Did someone speak? The whole thing is just like that; some ghost here behind me said something; I do not know what it was, and that is the whole situation as far as I can see it. The point is that the government never wanted to get down to compulsory national selective service anyway. They made up their minds they were going to do this whole thing by evolution; they were going to go away back to the old monkeys and see if they could not get some of the monkeys to become men. Thank heaven we had a tremendous number of men who wanted to
volunteer and who did so. The answer to the whole question is that the government are not interested in where these 128,000 men may be; they are missing, but no matter. You can take this whole table and it is not worth the powder to blow it up; it is the same, as a matter of fact, as the government's national selective policy.

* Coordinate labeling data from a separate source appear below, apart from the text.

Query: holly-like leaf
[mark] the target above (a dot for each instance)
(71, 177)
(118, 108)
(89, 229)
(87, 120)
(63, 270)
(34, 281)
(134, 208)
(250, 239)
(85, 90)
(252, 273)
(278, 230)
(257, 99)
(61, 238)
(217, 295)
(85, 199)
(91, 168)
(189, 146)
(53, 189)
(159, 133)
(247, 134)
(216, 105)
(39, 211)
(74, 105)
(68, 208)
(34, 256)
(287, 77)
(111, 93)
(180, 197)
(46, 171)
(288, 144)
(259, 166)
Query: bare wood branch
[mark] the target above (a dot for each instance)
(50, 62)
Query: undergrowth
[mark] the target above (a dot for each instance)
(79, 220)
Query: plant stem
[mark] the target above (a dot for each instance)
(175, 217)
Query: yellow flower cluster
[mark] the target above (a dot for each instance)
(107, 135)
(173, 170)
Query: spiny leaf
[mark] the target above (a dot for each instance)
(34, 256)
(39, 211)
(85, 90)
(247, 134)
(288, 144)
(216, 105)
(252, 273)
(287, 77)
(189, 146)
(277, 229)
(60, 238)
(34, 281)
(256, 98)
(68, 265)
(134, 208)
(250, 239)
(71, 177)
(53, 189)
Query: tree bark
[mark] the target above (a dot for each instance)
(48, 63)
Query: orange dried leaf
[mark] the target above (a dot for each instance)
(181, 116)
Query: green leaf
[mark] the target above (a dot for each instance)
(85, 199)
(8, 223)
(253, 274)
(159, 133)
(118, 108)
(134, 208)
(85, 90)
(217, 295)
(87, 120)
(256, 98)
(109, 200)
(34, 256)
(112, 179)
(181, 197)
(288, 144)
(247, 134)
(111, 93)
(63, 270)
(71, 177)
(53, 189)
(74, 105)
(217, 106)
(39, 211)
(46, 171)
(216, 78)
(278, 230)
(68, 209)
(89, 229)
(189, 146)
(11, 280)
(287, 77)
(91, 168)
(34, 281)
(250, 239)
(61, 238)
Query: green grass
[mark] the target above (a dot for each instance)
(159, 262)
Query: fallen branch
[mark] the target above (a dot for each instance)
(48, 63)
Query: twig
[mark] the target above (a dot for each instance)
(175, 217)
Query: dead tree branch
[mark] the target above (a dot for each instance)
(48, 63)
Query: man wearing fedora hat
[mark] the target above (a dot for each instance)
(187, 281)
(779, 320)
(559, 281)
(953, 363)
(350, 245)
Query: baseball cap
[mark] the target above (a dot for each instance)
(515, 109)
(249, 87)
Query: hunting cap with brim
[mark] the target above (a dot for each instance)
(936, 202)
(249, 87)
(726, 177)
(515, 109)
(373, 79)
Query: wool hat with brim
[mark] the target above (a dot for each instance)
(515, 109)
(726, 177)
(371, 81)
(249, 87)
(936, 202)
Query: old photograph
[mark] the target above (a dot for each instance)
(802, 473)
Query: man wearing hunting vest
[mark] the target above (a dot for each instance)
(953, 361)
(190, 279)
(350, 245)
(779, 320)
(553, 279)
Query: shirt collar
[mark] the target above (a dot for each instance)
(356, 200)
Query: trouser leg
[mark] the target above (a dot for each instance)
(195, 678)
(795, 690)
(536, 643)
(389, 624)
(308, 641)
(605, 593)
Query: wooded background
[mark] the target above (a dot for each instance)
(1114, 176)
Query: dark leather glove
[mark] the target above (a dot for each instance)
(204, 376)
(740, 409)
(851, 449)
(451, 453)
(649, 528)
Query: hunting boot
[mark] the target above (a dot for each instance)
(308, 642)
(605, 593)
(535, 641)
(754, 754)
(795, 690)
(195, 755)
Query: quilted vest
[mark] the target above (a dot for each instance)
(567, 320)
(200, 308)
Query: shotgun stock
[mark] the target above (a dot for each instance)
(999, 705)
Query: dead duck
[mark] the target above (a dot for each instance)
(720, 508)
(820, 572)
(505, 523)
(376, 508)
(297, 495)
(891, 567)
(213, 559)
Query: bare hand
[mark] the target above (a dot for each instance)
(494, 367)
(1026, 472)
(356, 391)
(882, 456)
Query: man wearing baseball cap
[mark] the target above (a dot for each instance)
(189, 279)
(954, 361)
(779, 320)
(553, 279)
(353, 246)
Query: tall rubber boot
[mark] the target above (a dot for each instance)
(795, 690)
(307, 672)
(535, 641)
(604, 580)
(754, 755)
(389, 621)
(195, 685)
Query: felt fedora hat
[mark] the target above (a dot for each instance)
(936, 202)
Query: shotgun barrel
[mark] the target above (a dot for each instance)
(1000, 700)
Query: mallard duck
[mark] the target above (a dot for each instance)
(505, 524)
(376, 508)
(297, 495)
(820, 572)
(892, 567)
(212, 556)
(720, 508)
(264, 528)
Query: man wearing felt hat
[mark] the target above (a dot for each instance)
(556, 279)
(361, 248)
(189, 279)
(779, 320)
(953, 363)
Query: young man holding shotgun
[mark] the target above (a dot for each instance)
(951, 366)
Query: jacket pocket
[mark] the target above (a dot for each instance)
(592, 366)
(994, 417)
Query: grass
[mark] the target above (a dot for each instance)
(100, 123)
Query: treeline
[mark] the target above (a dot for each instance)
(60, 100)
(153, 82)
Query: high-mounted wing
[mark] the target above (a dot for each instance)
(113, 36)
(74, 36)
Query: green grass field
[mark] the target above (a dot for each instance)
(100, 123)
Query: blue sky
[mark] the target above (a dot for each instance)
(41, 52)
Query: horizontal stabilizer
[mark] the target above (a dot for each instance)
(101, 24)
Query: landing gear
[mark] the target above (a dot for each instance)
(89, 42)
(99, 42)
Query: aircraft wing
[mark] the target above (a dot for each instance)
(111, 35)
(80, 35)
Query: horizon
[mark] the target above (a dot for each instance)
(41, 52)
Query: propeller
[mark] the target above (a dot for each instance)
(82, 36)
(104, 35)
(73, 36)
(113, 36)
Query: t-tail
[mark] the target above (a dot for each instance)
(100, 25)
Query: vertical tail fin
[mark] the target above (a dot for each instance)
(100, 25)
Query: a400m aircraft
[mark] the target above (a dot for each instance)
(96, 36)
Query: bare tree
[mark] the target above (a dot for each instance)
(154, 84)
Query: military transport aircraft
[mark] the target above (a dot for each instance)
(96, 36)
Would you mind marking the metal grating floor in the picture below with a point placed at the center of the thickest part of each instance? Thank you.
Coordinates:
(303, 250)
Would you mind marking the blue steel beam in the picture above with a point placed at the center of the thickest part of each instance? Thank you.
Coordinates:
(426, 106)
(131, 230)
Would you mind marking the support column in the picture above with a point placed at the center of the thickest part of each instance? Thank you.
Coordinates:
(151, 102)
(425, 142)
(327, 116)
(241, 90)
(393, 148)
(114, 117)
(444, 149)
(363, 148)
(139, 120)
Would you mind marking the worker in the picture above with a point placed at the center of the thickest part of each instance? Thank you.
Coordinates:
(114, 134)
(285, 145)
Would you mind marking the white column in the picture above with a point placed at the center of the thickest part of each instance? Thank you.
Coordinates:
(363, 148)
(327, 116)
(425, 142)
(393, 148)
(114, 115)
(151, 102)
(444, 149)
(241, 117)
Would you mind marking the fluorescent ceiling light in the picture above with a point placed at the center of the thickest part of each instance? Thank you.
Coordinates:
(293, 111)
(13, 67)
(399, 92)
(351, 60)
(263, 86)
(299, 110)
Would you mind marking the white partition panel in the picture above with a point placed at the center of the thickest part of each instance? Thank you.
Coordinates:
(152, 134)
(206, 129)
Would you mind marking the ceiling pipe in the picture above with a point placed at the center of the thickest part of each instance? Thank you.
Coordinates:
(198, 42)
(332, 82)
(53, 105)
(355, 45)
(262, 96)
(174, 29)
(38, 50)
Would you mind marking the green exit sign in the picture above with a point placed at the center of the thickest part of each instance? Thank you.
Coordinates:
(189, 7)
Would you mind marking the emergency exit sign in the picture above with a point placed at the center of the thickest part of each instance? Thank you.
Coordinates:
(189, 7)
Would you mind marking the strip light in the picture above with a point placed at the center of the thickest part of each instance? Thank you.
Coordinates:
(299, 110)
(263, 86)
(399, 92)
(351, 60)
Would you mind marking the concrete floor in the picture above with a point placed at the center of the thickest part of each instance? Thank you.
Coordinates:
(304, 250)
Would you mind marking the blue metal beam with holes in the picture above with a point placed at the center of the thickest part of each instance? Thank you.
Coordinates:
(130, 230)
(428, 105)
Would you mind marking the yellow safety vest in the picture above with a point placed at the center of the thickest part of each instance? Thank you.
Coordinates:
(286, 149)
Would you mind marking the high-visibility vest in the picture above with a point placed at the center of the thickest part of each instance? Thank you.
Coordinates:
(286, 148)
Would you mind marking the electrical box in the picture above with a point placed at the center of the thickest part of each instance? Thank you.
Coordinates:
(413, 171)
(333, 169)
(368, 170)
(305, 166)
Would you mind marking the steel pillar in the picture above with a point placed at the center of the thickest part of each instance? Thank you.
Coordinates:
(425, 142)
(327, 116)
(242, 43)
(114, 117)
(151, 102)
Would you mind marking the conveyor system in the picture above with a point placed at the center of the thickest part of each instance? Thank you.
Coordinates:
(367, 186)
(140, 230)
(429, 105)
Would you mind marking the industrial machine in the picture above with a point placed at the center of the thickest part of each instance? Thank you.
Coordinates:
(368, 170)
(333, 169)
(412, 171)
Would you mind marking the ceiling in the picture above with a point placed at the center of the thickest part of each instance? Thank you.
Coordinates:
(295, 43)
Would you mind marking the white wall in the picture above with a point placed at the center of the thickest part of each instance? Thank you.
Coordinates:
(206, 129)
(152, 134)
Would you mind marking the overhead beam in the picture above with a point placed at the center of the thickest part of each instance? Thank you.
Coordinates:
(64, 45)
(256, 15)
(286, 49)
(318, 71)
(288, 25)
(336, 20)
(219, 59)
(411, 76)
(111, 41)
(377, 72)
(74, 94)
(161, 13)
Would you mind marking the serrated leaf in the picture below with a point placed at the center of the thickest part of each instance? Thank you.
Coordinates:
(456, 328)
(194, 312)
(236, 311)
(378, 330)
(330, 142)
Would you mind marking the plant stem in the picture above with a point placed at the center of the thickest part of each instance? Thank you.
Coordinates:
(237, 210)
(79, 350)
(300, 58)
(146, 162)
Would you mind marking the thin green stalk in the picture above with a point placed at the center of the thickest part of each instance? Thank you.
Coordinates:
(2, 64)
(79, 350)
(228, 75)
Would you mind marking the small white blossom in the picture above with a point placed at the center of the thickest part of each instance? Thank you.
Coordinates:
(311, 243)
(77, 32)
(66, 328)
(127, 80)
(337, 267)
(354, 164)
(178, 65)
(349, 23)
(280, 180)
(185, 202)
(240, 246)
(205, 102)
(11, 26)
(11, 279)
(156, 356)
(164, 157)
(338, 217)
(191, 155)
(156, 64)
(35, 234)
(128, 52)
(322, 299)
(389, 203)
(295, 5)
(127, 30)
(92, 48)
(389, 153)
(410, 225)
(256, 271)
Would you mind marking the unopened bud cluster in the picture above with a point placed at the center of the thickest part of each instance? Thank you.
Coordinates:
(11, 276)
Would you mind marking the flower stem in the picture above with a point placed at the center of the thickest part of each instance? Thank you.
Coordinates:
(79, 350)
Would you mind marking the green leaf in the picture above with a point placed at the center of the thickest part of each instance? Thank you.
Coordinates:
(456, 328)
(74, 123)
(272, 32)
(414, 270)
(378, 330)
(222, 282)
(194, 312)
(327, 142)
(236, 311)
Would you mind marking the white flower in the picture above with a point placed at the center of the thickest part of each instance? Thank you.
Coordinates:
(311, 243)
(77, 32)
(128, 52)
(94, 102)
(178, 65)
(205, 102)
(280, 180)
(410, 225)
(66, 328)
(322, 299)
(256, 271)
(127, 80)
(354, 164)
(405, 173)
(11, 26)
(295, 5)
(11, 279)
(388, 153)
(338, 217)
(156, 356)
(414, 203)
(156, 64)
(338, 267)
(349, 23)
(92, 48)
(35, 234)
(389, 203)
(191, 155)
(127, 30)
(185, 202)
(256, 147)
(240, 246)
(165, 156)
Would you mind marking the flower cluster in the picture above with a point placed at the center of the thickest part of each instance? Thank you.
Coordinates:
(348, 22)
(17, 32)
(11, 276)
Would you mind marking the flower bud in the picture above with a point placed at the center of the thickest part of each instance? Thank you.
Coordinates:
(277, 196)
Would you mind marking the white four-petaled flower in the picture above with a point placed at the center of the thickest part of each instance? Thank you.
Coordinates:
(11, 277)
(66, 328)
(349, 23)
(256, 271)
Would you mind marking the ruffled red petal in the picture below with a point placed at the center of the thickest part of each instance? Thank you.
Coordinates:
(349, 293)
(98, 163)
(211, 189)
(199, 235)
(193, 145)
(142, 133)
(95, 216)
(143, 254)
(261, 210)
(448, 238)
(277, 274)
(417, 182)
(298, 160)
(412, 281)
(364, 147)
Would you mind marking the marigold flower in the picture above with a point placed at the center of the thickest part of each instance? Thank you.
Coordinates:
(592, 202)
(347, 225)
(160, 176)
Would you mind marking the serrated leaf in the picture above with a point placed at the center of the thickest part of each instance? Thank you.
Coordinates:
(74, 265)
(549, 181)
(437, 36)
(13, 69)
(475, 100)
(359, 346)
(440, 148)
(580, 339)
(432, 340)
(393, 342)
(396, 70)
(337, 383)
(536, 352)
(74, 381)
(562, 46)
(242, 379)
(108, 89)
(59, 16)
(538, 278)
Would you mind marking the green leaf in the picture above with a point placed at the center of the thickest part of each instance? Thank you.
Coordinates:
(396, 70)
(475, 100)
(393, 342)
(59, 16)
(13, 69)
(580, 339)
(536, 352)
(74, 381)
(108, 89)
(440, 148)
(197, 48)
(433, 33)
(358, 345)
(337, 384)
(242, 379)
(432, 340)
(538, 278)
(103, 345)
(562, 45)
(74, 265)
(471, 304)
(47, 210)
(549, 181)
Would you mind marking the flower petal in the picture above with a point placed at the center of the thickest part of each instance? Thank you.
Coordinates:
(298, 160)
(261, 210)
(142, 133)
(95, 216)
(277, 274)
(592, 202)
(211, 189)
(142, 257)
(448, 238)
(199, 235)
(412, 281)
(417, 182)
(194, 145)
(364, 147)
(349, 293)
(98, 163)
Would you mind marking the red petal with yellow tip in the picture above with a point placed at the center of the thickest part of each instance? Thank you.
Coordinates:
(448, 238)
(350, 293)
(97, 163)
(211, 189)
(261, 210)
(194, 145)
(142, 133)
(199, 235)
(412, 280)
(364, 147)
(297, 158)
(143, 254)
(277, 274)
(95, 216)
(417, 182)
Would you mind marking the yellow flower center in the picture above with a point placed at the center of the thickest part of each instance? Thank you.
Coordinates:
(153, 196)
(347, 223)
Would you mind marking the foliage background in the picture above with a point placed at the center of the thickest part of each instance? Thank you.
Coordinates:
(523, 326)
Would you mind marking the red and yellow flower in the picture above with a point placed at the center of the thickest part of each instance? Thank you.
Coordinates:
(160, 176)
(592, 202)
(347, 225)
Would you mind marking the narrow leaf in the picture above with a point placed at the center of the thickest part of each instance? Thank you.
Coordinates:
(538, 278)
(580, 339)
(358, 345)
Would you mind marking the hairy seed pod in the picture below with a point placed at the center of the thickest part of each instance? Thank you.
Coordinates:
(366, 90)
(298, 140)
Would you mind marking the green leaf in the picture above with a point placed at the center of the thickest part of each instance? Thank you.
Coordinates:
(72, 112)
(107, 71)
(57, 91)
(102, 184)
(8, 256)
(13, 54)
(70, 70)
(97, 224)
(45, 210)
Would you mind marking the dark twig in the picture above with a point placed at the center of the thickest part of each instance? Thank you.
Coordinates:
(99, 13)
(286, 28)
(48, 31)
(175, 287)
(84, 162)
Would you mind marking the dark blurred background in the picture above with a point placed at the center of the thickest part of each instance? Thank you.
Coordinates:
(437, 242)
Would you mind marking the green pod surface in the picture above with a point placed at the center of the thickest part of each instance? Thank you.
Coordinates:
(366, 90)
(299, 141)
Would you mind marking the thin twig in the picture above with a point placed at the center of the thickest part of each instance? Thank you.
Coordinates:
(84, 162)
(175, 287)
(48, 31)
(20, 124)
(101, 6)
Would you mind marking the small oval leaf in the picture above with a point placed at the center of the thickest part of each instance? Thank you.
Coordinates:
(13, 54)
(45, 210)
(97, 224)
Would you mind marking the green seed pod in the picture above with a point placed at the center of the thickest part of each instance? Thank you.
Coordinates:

As I was listening to the hon. member for Essex East, who is the parliamentary assistant to the minister, I thought of the words I used on Friday night in describing the policy of the government. First, I said it was vaporous. Well, it was vaporous when the hon. member spoke to-night; there is no question about that. The next word I used-perhaps I did not go far enough-was that it was vacuous. Well, you know the dictionary meaning of "vacuous"; I believe it means empty, without anything in it, and that was what I thought of as I listened to the minister's parliamentary assistant. I do not think he is quite that bad, but there you are. It will be remembered that the hon. member for Vancouver Centre criticized me the other night for not saying enough, but the third word 1 used in describing the policy of the government was that it was vacillating. Well, did he vacillate to-night. That is exactly what he did; and then when he got through with his speech he said, "We won't use compulsion. We never have, and we do not want to have compulsion in this thing at all. We are going to continue on a voluntary basis." Then, when I asked him a question, as to whether they did not have compulsion, he replied, "yes, but only in two cases." Well, those two cases are for home defence, and for everyone between the ages of sixteen and sixty-five. There you are; that is the whole thing. Here is your list, and it is not worth anything; the figures on it do not mean a thing.
I cannot hear the hon. gentleman. I rather like him; he is a pretty good minister of agriculture, but he is a better politician. He has the province of Saskatchewan right in the palm of his hand, or he thinks he has. Wait until the next election comes along; perhaps he will find that it is not in the palm of his hand as he thought. He is clever, however, and I like to hear him speak in this house. I believe he is a smarter man than we give him credit for being, and I am sure he will say these things are as I have described them, that these figures in this table are worthless and do not mean a thing.
I will ask him the question: does he not admit that?